By the end of the season, though, Samuelsson had become a key player for the Panthers.
He became the right point man on the first power-play unit, played on the highly-effective second line with summer acquisitions Marcel Goc and Sean Bergenheim, and also scored a couple of key goals.
Two that quickly come to mind were the shootout winner in the seventh round in the 4-3 victory at Winnipeg Jan. 21 and his third-period goal to tie the score at Montreal March 27 in a game the Panthers would win 3-2 in another shootout.
“Samuelsson brings us that experience, especially this time of year,” Santos said. “(He’s) a guy that’s won a Stanley Cup, a guy that’s been in Florida before and a veteran guy that was just necessary at different times throughout the year to calm the troops down, giving some of the younger guys the confidence that we’re on the right track, we’re going to be OK. Especially down the stretch, he scored some big goals, especially like the one he had in Montreal. His responsibility and his role went exactly as we had hoped and he was a big contributor.”
Samuelsson ended up with 28 points in 48 games for the Panthers, while Booth had 29 points in 56 games for Vancouver.
Samuelsson alone made this a good trade for the Panthers, who then got a bonus with Sturm. While he battled injuries a good part of the season, Sturm still chipped in with a couple of big goals, most notably a tally in a big victory at San Jose in December.
When Sturm scored against San Jose, Samuelsson was still waiting to play his first game for the Panthers.
Forward John Madden, one with three Stanley Cup rings, was signed as a free agent on January 4th.
Madden, meanwhile, was sitting at home wondering whether his long NHL career was over.
When the Panthers started suffering a rash of injuries up front, they reached out to Madden, the three-time Stanley Cup winner who became the oldest player on the roster.
Coming in around the halfway point of the regular season, it took a while for Madden to round into playing shape.
Even though he wasn’t brought in for his offensive prowess, Madden still went scoreless in his first 19 games with the Panthers before he had goals in back-to-back games against Boston and Buffalo in mid-March.
By the end of the season, Madden was centering what had become a very effective fourth line and also was a key part of the Panthers’ penalty-killing unit.

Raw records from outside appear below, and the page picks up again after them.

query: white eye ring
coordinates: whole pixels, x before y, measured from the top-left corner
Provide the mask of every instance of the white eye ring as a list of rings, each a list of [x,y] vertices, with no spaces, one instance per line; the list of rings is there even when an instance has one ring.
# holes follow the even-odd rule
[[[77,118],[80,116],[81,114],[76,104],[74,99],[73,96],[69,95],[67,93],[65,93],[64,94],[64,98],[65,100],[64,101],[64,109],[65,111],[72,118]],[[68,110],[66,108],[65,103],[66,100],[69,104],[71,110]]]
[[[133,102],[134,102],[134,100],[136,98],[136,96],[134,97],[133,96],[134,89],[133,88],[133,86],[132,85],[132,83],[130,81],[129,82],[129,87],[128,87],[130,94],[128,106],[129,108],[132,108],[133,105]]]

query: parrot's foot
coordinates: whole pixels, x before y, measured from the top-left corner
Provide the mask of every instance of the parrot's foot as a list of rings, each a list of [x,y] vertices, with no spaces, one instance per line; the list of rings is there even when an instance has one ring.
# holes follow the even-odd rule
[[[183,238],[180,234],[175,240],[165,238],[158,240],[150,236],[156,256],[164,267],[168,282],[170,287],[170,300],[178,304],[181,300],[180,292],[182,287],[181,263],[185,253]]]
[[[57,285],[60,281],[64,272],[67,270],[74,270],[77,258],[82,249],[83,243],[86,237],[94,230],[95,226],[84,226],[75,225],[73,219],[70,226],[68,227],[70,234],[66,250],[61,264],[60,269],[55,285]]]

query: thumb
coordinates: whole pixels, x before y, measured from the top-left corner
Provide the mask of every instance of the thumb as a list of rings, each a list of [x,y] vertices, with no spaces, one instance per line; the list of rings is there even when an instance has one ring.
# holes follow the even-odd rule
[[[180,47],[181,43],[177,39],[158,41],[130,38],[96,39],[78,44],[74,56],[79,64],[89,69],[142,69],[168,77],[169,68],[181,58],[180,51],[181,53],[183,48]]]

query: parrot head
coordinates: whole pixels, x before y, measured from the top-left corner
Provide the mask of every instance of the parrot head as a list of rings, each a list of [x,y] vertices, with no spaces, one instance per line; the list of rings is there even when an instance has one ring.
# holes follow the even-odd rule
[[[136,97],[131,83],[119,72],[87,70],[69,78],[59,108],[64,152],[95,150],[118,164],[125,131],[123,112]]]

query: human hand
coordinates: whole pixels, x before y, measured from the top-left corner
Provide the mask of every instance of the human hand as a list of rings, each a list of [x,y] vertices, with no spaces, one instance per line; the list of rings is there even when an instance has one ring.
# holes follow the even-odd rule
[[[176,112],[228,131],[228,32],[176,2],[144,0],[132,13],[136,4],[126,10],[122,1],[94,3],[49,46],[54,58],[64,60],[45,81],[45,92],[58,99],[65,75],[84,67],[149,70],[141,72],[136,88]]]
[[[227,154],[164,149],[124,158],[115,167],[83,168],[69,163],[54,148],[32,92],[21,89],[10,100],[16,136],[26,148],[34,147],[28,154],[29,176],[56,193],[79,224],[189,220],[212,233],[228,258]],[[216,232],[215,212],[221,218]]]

“It was a little tough at the beginning, no doubt about it,” Madden said near the end of the regular season. “You come in after guys got 35 games under their belt, it’s really tough. But it’s been a good ride. The guys have been real good and helped me get back in shape, in playing shape. It’s been fun. It’s been a great experience. A bunch of good guys in this dressing room and we’ve got a good hockey club.”
With the Panthers, Madden rejoined Campbell, Versteeg and Tomas Kopecky, with whom he won the Stanley Cup in Chicago in 2010.
Madden also brought yet more experience to the Panthers dressing room.
“He’s been terrific for us,” Tallon said. “His attitude in the locker room, his winning approach, he knows how to get it done. Our veterans really came to the fore under pressure and knew what to expect, knew how to get ready and knew how to handle it. And John has been terrific for us, especially the last dozen games where we really needed his veteran leadership and his good play, his smart play.”
Another area where Madden has helped the Panthers is on faceoffs, which also is a strength of Smithson’s game.
A ninth-year veteran who Santos was familiar with from his time in Nashville, Smithson ended the regular season winning 56.1 percent of his faceoffs to rank 12th in the NHL.
Wolski, a first-round pick of the Colorado Avalanche in 2004, is an offensively gifted player who’s had success in the shootout in his career.
After a slow start in that department, he ended up 3-for-7 on shootout attempts for the Panthers and he had the game-winner in that March shootout victory at Montreal. His 42.9 percent success rate was second on the team behind the surprising 50 percent put up by defenseman Dmitry Kulikov.
Wolski also became a regular on the power play.
“I think we saw his value as a shootout performer during the end of the regular season,” Santos said. “ That was one reason we got him. He helped us win a couple of shootouts, and we weren’t the best shootout team this year. He helped get some real important points. And he gives us some skill, he gives us the ability to put two power-play units on the ice now that can score and I’m not so sure we had that type of depth before we picked him up.”
Finally, there’s Barch, and Barch gave the Panthers a physical presence that was missing at the time of the trade because summer pick-up Matt Bradley was out with the first of two significant injuries this season.
Barch also only added to the Panthers’ overall team speed and he showed some impressive offensive skills when he scored on a breakaway against Ottawa in an early-March home victory.
Barch wasted no time showing his new teammates he would stand up for them, fighting Bruins tough guy Shawn Thornton on his first shift in a December game the Panthers would win 2-0.
“I think that he really felt that he wanted to show the guys that he had their backs,” Santos said. “At different times during the year, like it or not, we’re going to play against some teams that you’re going to have to stand up to and maybe even get into fisticuffs with once a while. He did that. It really takes the pressure off guys on our bench when they know there’s somebody out there that’s got their back, and Krys Barch definitely did that.”
Whether it was the occasional fight, the big goal, the key faceoff, the determined backcheck, the six in-season acquisitions by the Panthers all found a way to chip in.
They helped turned the excitement brought about by the summer shopping spree into a season to remember.
“We got off to a really good start and there were different things that happened during the year where we had needs,” Santos said. “One of the things that we did so well as a management team and as a scouting team was we addressed our needs as they came up. When we needed toughness, we went out and we got a Krys Barch. When we needed some veteran presence and maybe another guy that’s got Stanley Cup experience, we went out and we were able to get Mikael Samuelsson and Marco Sturm. And then when we needed help on winning draws, we go out and get a Jerred Smithson and even a John Madden.
“I don’t think you ever anticipate how many moves you’re going to have to make, but it’s a real tribute to our scouting staff and to the management team here that when we had a need, we addressed it and we didn’t wait and we went out and got a person that could fill that role.”